Karla Marcano Miranda
Drama and Theater Arts Teacher for Middle School (7-10th grades), Pathways Program, and Upper School (11-12th grades)
Drama and Theater Arts Education at Universidad de Puerto Rico, Río Piedras Campus
Before becoming a teacher, Karla was an actress. In fact, she has been acting since high school. When she was 16, she was hired to act in an experimental parody of La Casa de Bernarda Alba, the classic play by Federico García Lorca. She loved performing, but teaching became a way to make ends meet.
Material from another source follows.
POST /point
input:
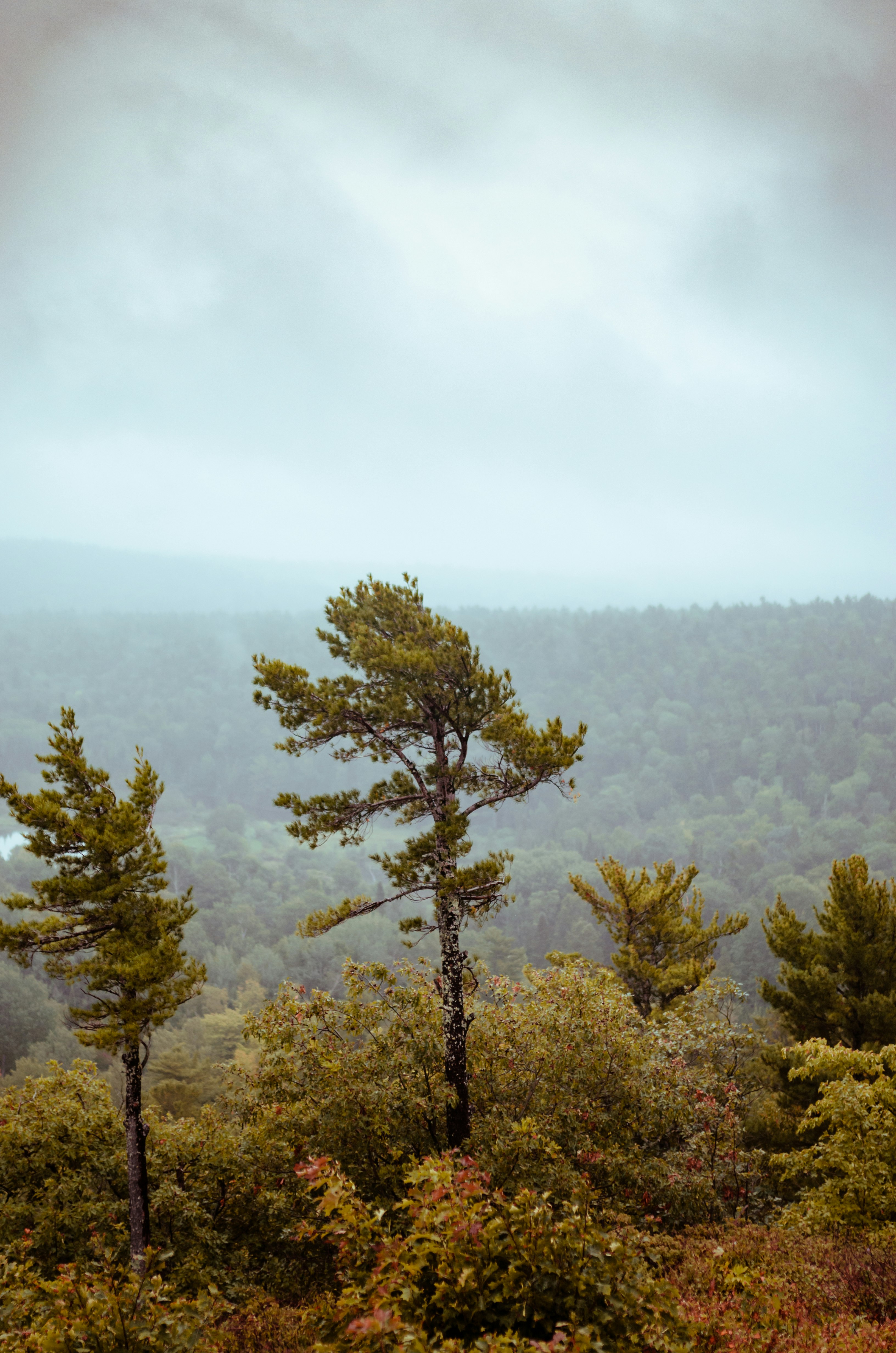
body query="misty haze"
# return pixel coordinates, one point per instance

That’s when she found her other passion and a new audience: teaching students. “When I saw the little lights shining in students’ eyes as they found out just how creative they can be, I fell in love with their expressions so much that I decided it was better than acting.”
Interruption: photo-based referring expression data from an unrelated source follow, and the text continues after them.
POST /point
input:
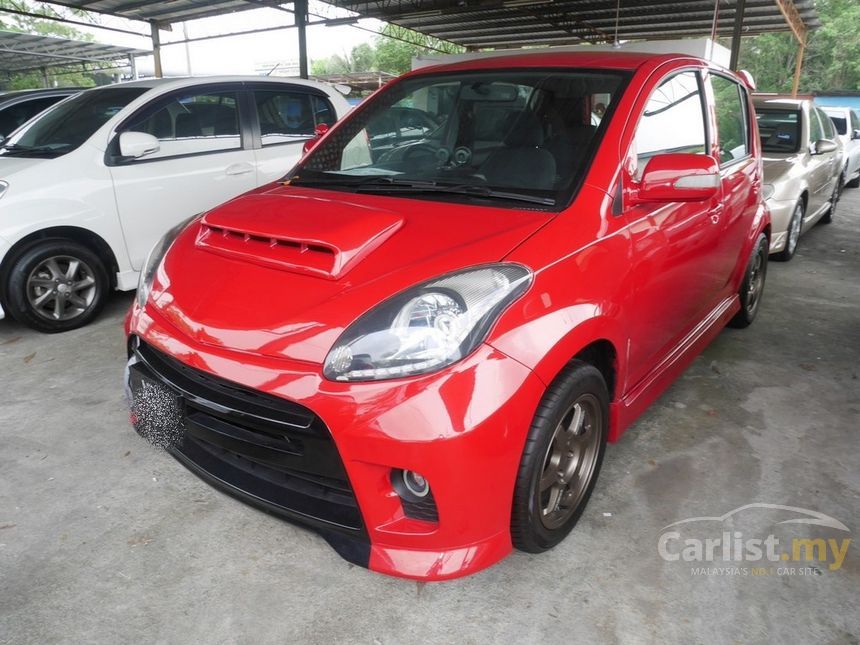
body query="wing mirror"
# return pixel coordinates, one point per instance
(823, 146)
(677, 177)
(137, 144)
(319, 132)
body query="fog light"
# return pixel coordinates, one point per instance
(415, 483)
(415, 495)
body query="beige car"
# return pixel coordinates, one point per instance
(802, 158)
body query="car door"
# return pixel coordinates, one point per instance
(739, 172)
(820, 168)
(203, 160)
(674, 244)
(285, 116)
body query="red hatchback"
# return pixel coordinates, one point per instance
(419, 343)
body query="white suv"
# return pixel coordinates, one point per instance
(88, 188)
(847, 123)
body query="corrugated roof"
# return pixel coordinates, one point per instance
(166, 11)
(518, 23)
(20, 52)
She had friends who worked at Robinson School and heard them talking about “IB,” a new international and interdisciplinary framework for learning and teaching. She decided that she wanted to learn more about IB and practice it by teaching here at Robinson. She quickly applied and got the job. February (2017) marks her 3rd year teaching at Robinson School. She believes that Robinson works hard to create bold, inquisitive and well-rounded students. “We are committed to providing students with every type of preparation they will need in life: intellectual, academic, artistic, physical and spiritual.”
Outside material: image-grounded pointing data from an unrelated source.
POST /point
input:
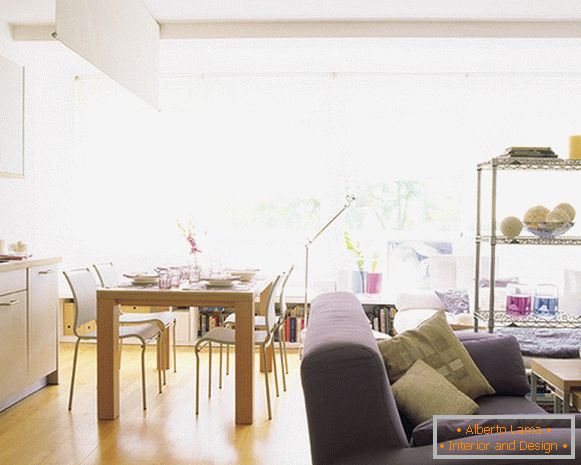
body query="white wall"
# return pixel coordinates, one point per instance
(39, 210)
(34, 209)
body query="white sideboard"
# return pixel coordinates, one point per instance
(28, 327)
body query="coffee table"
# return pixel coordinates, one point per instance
(563, 375)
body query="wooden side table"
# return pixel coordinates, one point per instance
(563, 375)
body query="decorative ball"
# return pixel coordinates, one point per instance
(558, 216)
(537, 214)
(511, 226)
(568, 208)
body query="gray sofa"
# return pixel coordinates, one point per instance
(352, 415)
Marcano is proud to teach during this pivotal time for the Art Department. She has a new Drama and Theater Arts classroom, complete with an area for theatrical makeup and a workshop for designing and constructing scenography. She has been actively involved in multiple projects. Last year, she worked on the Interactive Museum Exhibit with the Spanish Department. She prepared students to participate in the short film competition, “Ponte los Cortos“. Recently, she offered students and staff a workshop on making vejigante masks for this year’s Noche Puertorriqueña (Puerto Rican Culture Night). She also taught students about the folkloric traditions and cultural role that vejigantes play in Puerto Rican culture.
Karla has two sons. Her older son is a musician and her youngest is an actor, both following in their mother’s footsteps. She enjoys doing community service with her sons by visiting different animal shelters and helping out however they can. Another one of her passions is cinema, and one of her favorite pastimes is studying, watching and discussing films with her family.